Susan la dévisagea, scandalisée au-delà de toute mesure.
La vieille éclata de rire en surprenant ce regard-là.
— T’aimes point entendre la vérité, hein ? T’es point la seule, mamzelle. Mais c’est comme ci et pas comme ça ; ta tantine a toujours été une sacrée finassière et elle a su drôlement y faire avec Thorin et le trésor de Thorin. L’or que t’as vu, c’est point le mien… et ce sera point le tien non plus, si t’ouvres pas l’œil et le bon ! Eh eh eh ! Allez, enlève-moi cette robe !

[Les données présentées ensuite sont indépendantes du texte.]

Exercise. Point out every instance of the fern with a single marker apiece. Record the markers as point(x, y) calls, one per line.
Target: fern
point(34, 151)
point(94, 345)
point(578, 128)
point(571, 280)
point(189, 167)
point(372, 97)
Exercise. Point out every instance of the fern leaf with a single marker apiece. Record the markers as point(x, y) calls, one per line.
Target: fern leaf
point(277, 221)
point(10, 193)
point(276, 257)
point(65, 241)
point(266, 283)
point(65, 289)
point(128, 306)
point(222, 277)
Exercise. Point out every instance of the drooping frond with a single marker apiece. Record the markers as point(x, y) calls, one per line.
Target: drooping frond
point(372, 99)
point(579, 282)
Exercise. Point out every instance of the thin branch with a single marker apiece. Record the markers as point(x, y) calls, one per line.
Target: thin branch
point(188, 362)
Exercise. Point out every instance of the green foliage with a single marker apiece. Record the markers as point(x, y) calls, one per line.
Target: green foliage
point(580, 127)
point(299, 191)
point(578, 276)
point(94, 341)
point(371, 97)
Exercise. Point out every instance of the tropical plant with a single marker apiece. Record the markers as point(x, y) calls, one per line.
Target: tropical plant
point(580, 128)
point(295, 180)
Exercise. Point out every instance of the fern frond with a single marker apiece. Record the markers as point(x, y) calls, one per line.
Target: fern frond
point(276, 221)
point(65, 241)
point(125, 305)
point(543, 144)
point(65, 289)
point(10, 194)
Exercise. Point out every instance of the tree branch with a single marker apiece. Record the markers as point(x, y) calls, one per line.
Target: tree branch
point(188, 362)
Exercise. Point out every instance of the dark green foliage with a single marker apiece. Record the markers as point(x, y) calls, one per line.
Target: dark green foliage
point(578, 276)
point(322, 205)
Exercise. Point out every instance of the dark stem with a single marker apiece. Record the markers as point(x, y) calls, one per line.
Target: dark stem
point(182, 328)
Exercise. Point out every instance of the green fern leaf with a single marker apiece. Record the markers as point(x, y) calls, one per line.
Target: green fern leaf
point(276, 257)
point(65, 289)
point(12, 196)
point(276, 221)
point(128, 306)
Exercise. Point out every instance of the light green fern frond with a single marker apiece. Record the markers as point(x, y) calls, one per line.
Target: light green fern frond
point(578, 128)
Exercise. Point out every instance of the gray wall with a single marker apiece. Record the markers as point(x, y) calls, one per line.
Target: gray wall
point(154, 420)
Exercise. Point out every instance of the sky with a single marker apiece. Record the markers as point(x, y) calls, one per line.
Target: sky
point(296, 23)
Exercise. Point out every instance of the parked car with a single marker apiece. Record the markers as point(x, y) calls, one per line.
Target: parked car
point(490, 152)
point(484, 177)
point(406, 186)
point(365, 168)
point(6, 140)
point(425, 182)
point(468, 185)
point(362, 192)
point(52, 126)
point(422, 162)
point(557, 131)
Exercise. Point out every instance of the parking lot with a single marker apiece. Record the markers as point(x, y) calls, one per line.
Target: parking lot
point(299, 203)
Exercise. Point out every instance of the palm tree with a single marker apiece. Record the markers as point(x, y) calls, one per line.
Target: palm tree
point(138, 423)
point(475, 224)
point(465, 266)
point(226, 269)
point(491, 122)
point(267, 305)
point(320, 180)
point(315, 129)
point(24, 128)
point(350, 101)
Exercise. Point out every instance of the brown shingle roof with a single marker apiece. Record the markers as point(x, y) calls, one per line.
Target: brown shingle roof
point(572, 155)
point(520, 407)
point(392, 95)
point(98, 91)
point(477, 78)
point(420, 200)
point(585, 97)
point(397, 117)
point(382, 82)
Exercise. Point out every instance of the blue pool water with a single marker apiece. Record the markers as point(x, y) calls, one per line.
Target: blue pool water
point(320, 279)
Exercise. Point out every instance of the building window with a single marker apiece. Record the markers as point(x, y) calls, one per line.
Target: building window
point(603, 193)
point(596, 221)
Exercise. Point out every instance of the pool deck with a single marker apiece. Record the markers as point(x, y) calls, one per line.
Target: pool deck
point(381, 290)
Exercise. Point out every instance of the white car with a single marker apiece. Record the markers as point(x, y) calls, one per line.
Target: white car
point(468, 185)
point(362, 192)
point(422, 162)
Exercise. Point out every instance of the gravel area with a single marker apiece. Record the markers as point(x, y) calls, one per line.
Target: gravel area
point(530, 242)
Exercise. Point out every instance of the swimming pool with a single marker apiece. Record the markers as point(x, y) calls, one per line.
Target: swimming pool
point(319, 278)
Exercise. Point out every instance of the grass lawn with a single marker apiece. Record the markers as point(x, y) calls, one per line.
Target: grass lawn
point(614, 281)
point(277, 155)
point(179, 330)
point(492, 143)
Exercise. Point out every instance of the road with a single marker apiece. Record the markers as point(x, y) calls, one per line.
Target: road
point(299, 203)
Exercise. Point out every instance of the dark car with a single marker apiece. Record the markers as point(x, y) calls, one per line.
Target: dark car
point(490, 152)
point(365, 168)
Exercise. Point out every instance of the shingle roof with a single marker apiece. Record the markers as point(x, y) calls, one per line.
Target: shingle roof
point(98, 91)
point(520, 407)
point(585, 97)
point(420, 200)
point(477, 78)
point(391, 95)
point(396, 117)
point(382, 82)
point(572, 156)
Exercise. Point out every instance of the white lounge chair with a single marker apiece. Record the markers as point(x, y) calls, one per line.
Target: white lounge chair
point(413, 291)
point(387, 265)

Je ne veux pas lui brûlait les lèvres, mais ensuite, quoi ? Être renvoyée de la masure (et être renvoyée comme elle y était venue ou presque, et non sous la forme d’un lézard ou d’un crapaud, était le mieux qu’elle pouvait espérer) puis expédiée dans l’Ouest comme elle était à présent, sans même les deux pièces d’or qu’elle avait apportées ? Et ce n’était là que le moins de l’affaire. Le plus, c’était qu’elle avait donné sa parole. Susan avait d’abord résisté, mais quand Tante Cord avait invoqué le nom de son père, elle avait cédé. Comme toujours. Elle n’avait vraiment pas le choix. Et quand on n’avait pas le choix, hésiter était toujours une erreur.
Elle brossa le plastron de son tablier où s’accrochaient des débris d’écorce, puis le dénoua et l’enleva. Elle le plia, le rangea sur un petit agenouilloir noir de suie, près de l’âtre, et déboutonna sa robe jusqu’à la taille. Elle dégagea ses épaules et, la faisant glisser, la quitta d’un léger bond. Après l’avoir pliée, elle la déposa sur le tablier, tâchant de ne pas être gênée par l’avidité avec laquelle Rhéa du Cöos la dévorait des yeux à la lueur du feu. Le chat traversa nonchalamment la pièce, ses grotesques pattes en surplus ballottant comme une paire de pompons, et vint se coucher aux pieds de Rhéa. Dehors, le vent soufflait en rafales. Il faisait bon près du foyer, mais Susan n’en avait pas moins froid, comme si le vent avait réussi d’une façon ou d’une autre à la transpercer.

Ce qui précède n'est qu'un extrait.